For completeness sake the answers are presented below.
Extended attributes, in this case applied by Dropbox (getfattr
returns user.com.dropbox.attributes
), uses additional blocks for storage. Without these extended attributes ls
(and the other commands) returns:
$ ls -Gghs
total 136K
4,0K drwxr-xr-x 2 4,0K dec 22 20:11 empty_dir
0 -rw-r--r-- 1 0 dec 22 20:11 empty_file
4,0K -rw-r--r-- 1 1 dec 22 20:12 one_char
128K -rw-r--r-- 1 127K dec 22 20:13 several_blocks
As expected.
In addition, stat
for the only interesting case of several_blocks
returns:
$ stat several_blocks
File: several_blocks
Size: 129760 Blocks: 256 IO Block: 4096 regular file
...
Which is also as expected, since 256 * 512 - 129760 = 1312 < 4096, i.e., no extra block used.
- Due to extended attributes.
- Due to extended attributes.
- Due to extended attributes.
- No, but be aware of extended attributes added by applications.
- Incorrect assumption.
The "additional blocks" are not due to some inconsistency in configuration. (Hypothetically, it could always be wrong for some other reason though. Like cosmic rays that corrupted your kernel code :-)).
I say this because there is no option to manually tweak details of the calculation of the disk usage for these commands. The commands only convert the disk usage to different units, by multiplying or dividing. The disk usage is obtained by calling the stat() system call. The kernel returns a number of synthetic "blocks", which are always 512 bytes. Nor is there any kernel option that affects how stat() calculates the number of blocks.
I can tell you the block which contains the inode is not supposed to be counted on your ext4 filesystem.
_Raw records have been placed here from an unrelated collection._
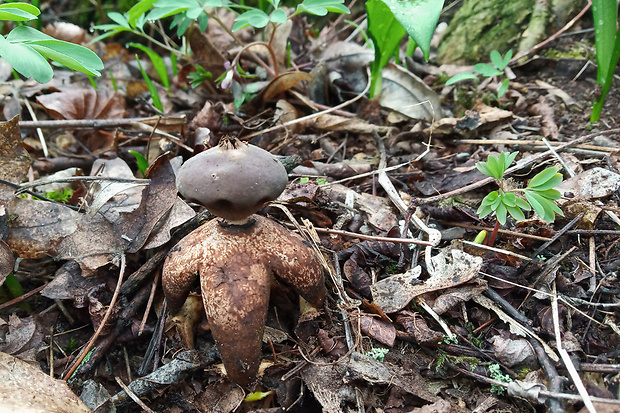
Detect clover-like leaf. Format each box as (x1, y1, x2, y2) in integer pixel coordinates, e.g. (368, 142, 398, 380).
(0, 3, 40, 22)
(233, 9, 270, 30)
(515, 196, 531, 211)
(476, 161, 496, 179)
(527, 167, 560, 189)
(495, 202, 507, 225)
(502, 192, 517, 207)
(503, 49, 513, 68)
(525, 191, 547, 220)
(445, 72, 478, 86)
(497, 78, 510, 98)
(506, 205, 526, 221)
(295, 0, 350, 16)
(526, 191, 562, 222)
(490, 50, 503, 71)
(534, 188, 562, 200)
(480, 191, 499, 206)
(503, 151, 518, 170)
(477, 203, 494, 219)
(474, 62, 503, 77)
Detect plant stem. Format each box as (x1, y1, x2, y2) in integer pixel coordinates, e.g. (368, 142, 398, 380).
(487, 220, 500, 247)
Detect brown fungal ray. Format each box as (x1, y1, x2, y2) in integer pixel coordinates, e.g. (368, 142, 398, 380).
(162, 214, 326, 387)
(162, 242, 200, 316)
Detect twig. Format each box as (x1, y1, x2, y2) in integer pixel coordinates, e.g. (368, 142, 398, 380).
(62, 254, 127, 381)
(510, 0, 592, 63)
(543, 138, 575, 177)
(0, 283, 48, 311)
(551, 284, 596, 413)
(436, 221, 552, 242)
(114, 377, 156, 413)
(462, 240, 532, 261)
(23, 98, 49, 157)
(418, 128, 620, 205)
(18, 115, 187, 130)
(455, 138, 619, 154)
(287, 224, 435, 246)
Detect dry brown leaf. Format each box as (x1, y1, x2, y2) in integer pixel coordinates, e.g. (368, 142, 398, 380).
(37, 87, 126, 120)
(528, 96, 559, 139)
(379, 63, 445, 121)
(0, 352, 90, 413)
(0, 116, 32, 202)
(371, 249, 482, 314)
(358, 315, 396, 347)
(260, 71, 313, 103)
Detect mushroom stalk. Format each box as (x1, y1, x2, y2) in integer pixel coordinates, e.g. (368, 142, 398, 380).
(163, 215, 325, 387)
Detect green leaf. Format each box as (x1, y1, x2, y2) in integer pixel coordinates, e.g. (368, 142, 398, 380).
(0, 35, 53, 82)
(376, 0, 443, 61)
(534, 188, 561, 200)
(525, 191, 561, 222)
(515, 197, 531, 211)
(445, 72, 478, 85)
(128, 42, 169, 89)
(476, 161, 496, 179)
(480, 191, 499, 206)
(527, 167, 558, 189)
(484, 154, 504, 180)
(129, 150, 149, 175)
(474, 63, 503, 77)
(128, 0, 156, 28)
(503, 49, 513, 68)
(495, 203, 507, 225)
(295, 0, 350, 16)
(506, 205, 525, 221)
(477, 203, 494, 219)
(490, 50, 503, 70)
(233, 9, 270, 30)
(366, 0, 406, 98)
(146, 6, 187, 20)
(525, 191, 546, 220)
(6, 27, 103, 77)
(108, 12, 131, 28)
(502, 192, 517, 207)
(504, 151, 518, 170)
(497, 78, 510, 98)
(135, 54, 163, 113)
(270, 8, 287, 24)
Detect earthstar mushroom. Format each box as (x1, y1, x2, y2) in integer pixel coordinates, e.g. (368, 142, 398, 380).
(163, 137, 326, 387)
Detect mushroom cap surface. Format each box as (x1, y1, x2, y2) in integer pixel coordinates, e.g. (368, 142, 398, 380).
(176, 137, 288, 222)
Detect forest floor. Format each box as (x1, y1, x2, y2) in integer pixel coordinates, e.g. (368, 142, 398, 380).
(1, 3, 620, 413)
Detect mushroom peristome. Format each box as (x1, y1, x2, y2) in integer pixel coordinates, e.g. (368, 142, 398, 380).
(163, 137, 326, 387)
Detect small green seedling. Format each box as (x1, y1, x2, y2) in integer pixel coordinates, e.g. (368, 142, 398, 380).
(476, 151, 563, 225)
(446, 50, 512, 101)
(488, 363, 511, 395)
(366, 347, 389, 361)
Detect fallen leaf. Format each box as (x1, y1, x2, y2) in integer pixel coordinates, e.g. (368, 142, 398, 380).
(0, 116, 32, 202)
(0, 352, 90, 413)
(371, 249, 482, 313)
(260, 71, 313, 103)
(359, 315, 396, 347)
(556, 167, 620, 199)
(380, 63, 445, 121)
(37, 87, 126, 121)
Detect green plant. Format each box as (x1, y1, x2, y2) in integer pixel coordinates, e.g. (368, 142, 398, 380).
(366, 0, 444, 98)
(488, 363, 511, 395)
(438, 333, 458, 345)
(365, 347, 389, 361)
(446, 50, 512, 102)
(590, 0, 620, 122)
(93, 0, 349, 89)
(0, 3, 103, 83)
(476, 151, 563, 225)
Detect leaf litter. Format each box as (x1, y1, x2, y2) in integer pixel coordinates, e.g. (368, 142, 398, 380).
(0, 3, 619, 413)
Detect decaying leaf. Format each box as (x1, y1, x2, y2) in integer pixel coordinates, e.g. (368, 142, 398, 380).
(260, 71, 313, 103)
(359, 315, 396, 347)
(0, 116, 32, 202)
(37, 87, 126, 121)
(371, 249, 482, 314)
(379, 63, 445, 121)
(556, 167, 620, 200)
(0, 352, 90, 413)
(489, 334, 538, 368)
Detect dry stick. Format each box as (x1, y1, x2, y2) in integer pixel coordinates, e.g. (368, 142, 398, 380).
(244, 70, 372, 140)
(23, 98, 49, 157)
(0, 283, 48, 311)
(296, 225, 435, 246)
(115, 377, 157, 413)
(418, 128, 620, 206)
(62, 254, 127, 381)
(551, 284, 596, 413)
(509, 0, 592, 63)
(450, 363, 620, 407)
(18, 116, 187, 130)
(437, 221, 552, 242)
(456, 138, 618, 154)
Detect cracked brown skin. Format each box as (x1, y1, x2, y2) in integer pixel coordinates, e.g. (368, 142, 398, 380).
(162, 214, 326, 387)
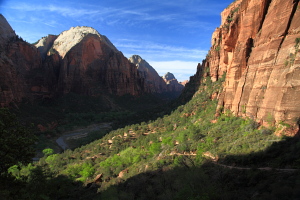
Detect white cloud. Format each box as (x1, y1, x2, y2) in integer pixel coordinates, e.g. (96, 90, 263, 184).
(114, 39, 206, 81)
(147, 60, 198, 82)
(115, 39, 207, 61)
(5, 1, 215, 30)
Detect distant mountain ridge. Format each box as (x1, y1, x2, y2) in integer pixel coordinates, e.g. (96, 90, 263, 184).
(162, 72, 184, 93)
(129, 55, 184, 94)
(0, 17, 184, 107)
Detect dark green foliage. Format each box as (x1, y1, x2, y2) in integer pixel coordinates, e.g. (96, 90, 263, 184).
(0, 108, 36, 173)
(295, 38, 300, 48)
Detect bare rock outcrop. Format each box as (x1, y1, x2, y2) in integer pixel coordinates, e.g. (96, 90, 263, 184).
(35, 34, 58, 59)
(162, 72, 184, 93)
(129, 55, 168, 93)
(203, 0, 300, 127)
(46, 28, 146, 96)
(50, 26, 118, 59)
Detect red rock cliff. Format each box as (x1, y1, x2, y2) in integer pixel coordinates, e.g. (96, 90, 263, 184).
(162, 72, 184, 93)
(46, 28, 146, 96)
(0, 14, 43, 107)
(203, 0, 300, 126)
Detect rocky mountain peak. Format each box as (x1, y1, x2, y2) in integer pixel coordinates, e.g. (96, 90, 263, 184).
(0, 14, 16, 47)
(163, 72, 176, 81)
(129, 55, 168, 93)
(34, 34, 58, 59)
(51, 26, 118, 58)
(129, 55, 157, 74)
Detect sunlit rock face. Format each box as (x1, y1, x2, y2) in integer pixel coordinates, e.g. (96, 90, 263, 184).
(200, 0, 300, 126)
(35, 27, 151, 96)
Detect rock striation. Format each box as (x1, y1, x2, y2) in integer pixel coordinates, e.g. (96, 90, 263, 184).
(198, 0, 300, 127)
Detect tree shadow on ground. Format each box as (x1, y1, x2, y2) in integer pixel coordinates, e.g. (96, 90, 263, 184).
(0, 166, 98, 200)
(221, 135, 300, 169)
(99, 136, 300, 200)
In general, Giles says it is not counted on any filesystem that he is aware of. Perhaps in part due to the point you raise :-). Inodes tend to be smaller than the 512-byte blocks reported by stat
. ext4 defaults to 256-byte inodes; ext3 defaulted to 128 bytes.
If we look through the related questions (right sidebar), we notice one case where there can be additional blocks. The extent tree (or indirect blocks, if extents are disabled) is counted on ext4. (Why is the difference in file size and it's size on disk bigger than 4 KiB?)
A second answer to the linked question suggests another case. Some uses of fallocate() might allow creating files with an arbitrarily large difference between their size, and the number of blocks allocated to them.
That said, I suspect the above is not sufficient to explain any of your examples.